Use of layer + timeout causes high initialization times of next Lambda call
keithpeck opened this issue · comments
Describe the bug
When aws-otel-python layer is used, Lambda timeouts will cause high initialization times of the next Lambda call.
When our database is under high load, it can cause our Lambdas to timeout. In these high load situations we are also seeing very high Lambda initialization times of 19 seconds! Importantly, this initialization time is charged for and is removed from our remaining runtime - with a 30 second Lambda timeout, context.get_remaining_time_in_millis()
is reporting only 11 seconds when handler is called.
I have tested that these high initialization times are only present when the aws-otel-python layer is deployed and configured. I don't have experience with other extensions so am not able to confirm if this is specifically an open tel layer issue or something inherent to extensions
Steps to reproduce
This can be reproduced with a time.sleep
call in the Lambda handler, and invoking the Lambda with some load so that it is reused.
Normal initialization times of this example function are 1.2 seconds, with the outliers being 9 seconds.
And CW showing that function with 15 second timeout only had 6 seconds to run
CloudFormation and Python code is shared below which can be used to reproduce. Warnings:
- Code deploys a public URL
- The python script will generate 100 requests to the URL with a 256 MB Lambda with 15 second timeout.

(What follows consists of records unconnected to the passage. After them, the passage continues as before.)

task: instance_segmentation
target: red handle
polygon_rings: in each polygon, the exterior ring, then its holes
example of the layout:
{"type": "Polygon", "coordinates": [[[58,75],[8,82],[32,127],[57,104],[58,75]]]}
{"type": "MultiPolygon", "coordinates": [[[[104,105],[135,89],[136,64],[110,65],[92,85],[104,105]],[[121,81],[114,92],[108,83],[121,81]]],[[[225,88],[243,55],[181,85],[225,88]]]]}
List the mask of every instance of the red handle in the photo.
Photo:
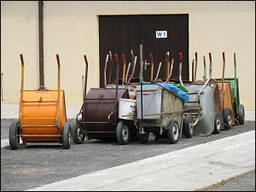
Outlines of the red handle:
{"type": "Polygon", "coordinates": [[[180,62],[183,62],[183,54],[182,53],[179,53],[179,61],[180,62]]]}
{"type": "Polygon", "coordinates": [[[114,55],[114,60],[115,60],[115,61],[116,61],[117,64],[118,64],[119,61],[119,56],[118,56],[117,54],[114,55]]]}
{"type": "Polygon", "coordinates": [[[86,55],[84,55],[84,58],[85,63],[88,64],[88,61],[87,61],[87,56],[86,56],[86,55]]]}
{"type": "Polygon", "coordinates": [[[152,54],[149,54],[150,61],[153,62],[153,55],[152,54]]]}
{"type": "Polygon", "coordinates": [[[166,54],[166,60],[169,61],[169,55],[168,54],[166,54]]]}
{"type": "Polygon", "coordinates": [[[21,64],[24,65],[23,55],[20,54],[20,57],[21,64]]]}
{"type": "Polygon", "coordinates": [[[56,55],[56,58],[57,58],[58,64],[60,64],[60,56],[59,56],[59,54],[56,55]]]}
{"type": "Polygon", "coordinates": [[[125,63],[125,55],[122,55],[122,59],[123,59],[123,63],[125,63]]]}
{"type": "Polygon", "coordinates": [[[210,58],[210,61],[212,61],[212,53],[209,52],[209,58],[210,58]]]}

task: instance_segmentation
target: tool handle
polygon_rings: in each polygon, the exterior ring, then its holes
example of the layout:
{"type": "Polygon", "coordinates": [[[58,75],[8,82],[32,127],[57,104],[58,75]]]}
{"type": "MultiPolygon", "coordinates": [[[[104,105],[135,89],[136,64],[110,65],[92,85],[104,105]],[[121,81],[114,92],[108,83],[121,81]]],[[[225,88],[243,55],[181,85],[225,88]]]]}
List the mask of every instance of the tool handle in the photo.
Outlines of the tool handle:
{"type": "Polygon", "coordinates": [[[118,65],[119,61],[119,56],[118,56],[117,54],[114,55],[114,60],[115,60],[115,61],[116,61],[116,63],[118,65]]]}
{"type": "Polygon", "coordinates": [[[182,63],[183,62],[183,54],[179,53],[179,61],[182,63]]]}
{"type": "Polygon", "coordinates": [[[86,55],[84,55],[84,58],[85,64],[88,65],[88,61],[87,61],[87,56],[86,56],[86,55]]]}
{"type": "Polygon", "coordinates": [[[59,54],[56,55],[56,59],[57,59],[58,65],[60,65],[60,56],[59,56],[59,54]]]}
{"type": "Polygon", "coordinates": [[[222,58],[223,58],[223,61],[225,61],[225,53],[224,52],[222,52],[222,58]]]}
{"type": "Polygon", "coordinates": [[[210,62],[212,61],[212,53],[209,52],[209,58],[210,58],[210,62]]]}
{"type": "Polygon", "coordinates": [[[166,61],[169,61],[169,54],[166,54],[166,61]]]}
{"type": "Polygon", "coordinates": [[[153,62],[153,55],[152,55],[152,54],[149,54],[149,59],[150,59],[150,61],[153,62]]]}
{"type": "Polygon", "coordinates": [[[122,55],[122,60],[123,60],[123,63],[125,63],[125,55],[122,55]]]}
{"type": "Polygon", "coordinates": [[[20,54],[21,64],[24,65],[23,55],[20,54]]]}

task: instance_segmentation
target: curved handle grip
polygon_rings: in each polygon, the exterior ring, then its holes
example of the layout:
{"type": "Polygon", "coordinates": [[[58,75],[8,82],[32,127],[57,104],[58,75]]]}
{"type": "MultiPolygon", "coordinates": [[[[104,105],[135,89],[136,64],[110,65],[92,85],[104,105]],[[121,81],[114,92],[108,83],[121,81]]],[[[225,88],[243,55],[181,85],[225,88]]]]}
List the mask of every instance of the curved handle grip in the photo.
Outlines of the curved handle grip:
{"type": "Polygon", "coordinates": [[[111,51],[109,50],[108,53],[109,53],[110,59],[112,60],[112,53],[111,53],[111,51]]]}
{"type": "Polygon", "coordinates": [[[179,61],[183,62],[183,54],[179,53],[179,61]]]}
{"type": "Polygon", "coordinates": [[[123,60],[123,63],[125,62],[125,55],[122,55],[122,60],[123,60]]]}
{"type": "Polygon", "coordinates": [[[225,53],[224,52],[222,52],[222,58],[223,58],[223,61],[225,61],[225,53]]]}
{"type": "Polygon", "coordinates": [[[210,58],[210,61],[212,61],[212,53],[209,52],[209,58],[210,58]]]}
{"type": "Polygon", "coordinates": [[[21,64],[24,65],[23,55],[20,54],[21,64]]]}
{"type": "Polygon", "coordinates": [[[149,59],[150,59],[150,61],[151,61],[151,62],[154,61],[153,61],[153,55],[152,55],[152,54],[149,54],[149,59]]]}
{"type": "Polygon", "coordinates": [[[166,54],[166,61],[169,61],[170,60],[170,58],[169,58],[169,54],[166,54]]]}
{"type": "Polygon", "coordinates": [[[87,56],[86,56],[86,55],[84,55],[84,61],[85,61],[86,65],[88,65],[88,61],[87,61],[87,56]]]}
{"type": "Polygon", "coordinates": [[[118,56],[117,54],[114,55],[114,60],[115,60],[115,61],[117,62],[117,65],[118,65],[119,61],[119,56],[118,56]]]}
{"type": "Polygon", "coordinates": [[[60,65],[60,56],[59,56],[59,54],[56,55],[56,59],[57,59],[58,65],[60,65]]]}

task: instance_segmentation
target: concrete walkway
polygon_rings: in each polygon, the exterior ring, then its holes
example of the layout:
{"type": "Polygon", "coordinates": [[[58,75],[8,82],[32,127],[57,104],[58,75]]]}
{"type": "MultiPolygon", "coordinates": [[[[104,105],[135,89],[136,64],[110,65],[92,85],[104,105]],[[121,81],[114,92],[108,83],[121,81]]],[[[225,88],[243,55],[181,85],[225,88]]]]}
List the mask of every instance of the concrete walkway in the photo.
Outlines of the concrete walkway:
{"type": "MultiPolygon", "coordinates": [[[[81,106],[66,106],[67,118],[75,119],[81,106]]],[[[1,119],[18,119],[19,105],[1,103],[1,119]]],[[[255,120],[255,111],[245,111],[245,120],[255,120]]]]}
{"type": "Polygon", "coordinates": [[[255,170],[255,131],[28,191],[192,191],[255,170]]]}

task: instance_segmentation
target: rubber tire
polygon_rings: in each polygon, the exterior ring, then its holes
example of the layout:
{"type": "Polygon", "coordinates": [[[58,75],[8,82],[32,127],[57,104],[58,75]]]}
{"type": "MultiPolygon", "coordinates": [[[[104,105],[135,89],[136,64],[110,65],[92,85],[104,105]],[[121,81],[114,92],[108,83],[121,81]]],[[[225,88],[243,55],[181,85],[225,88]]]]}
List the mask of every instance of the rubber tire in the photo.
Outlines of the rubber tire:
{"type": "Polygon", "coordinates": [[[224,110],[224,122],[226,130],[230,130],[232,127],[232,110],[230,108],[225,108],[224,110]],[[231,122],[230,122],[231,120],[231,122]]]}
{"type": "Polygon", "coordinates": [[[17,137],[20,132],[20,121],[14,121],[9,125],[9,143],[12,150],[17,150],[20,146],[20,137],[17,137]]]}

You should expect to see printed results like this:
count inits: 11
count number of inits over 6 seconds: 7
min init duration: 1.2568621635437012
max init duration: 9.623291969299316
mean init duration: 6.339779875495217
mean duration of inits under 6 seconds: 1.2770129442214966
inits trace ids over 6 second ['1-6546c293-xxxxxxxxxx', '1-6546c273-xxxxxx', '1-6546c293-xxxxxxxxx', '1-6546c293-xxxxxx', '1-6546c274-xxxxxx', '1-6546c273-xxxxx', '1-6546c273-xxxxxx']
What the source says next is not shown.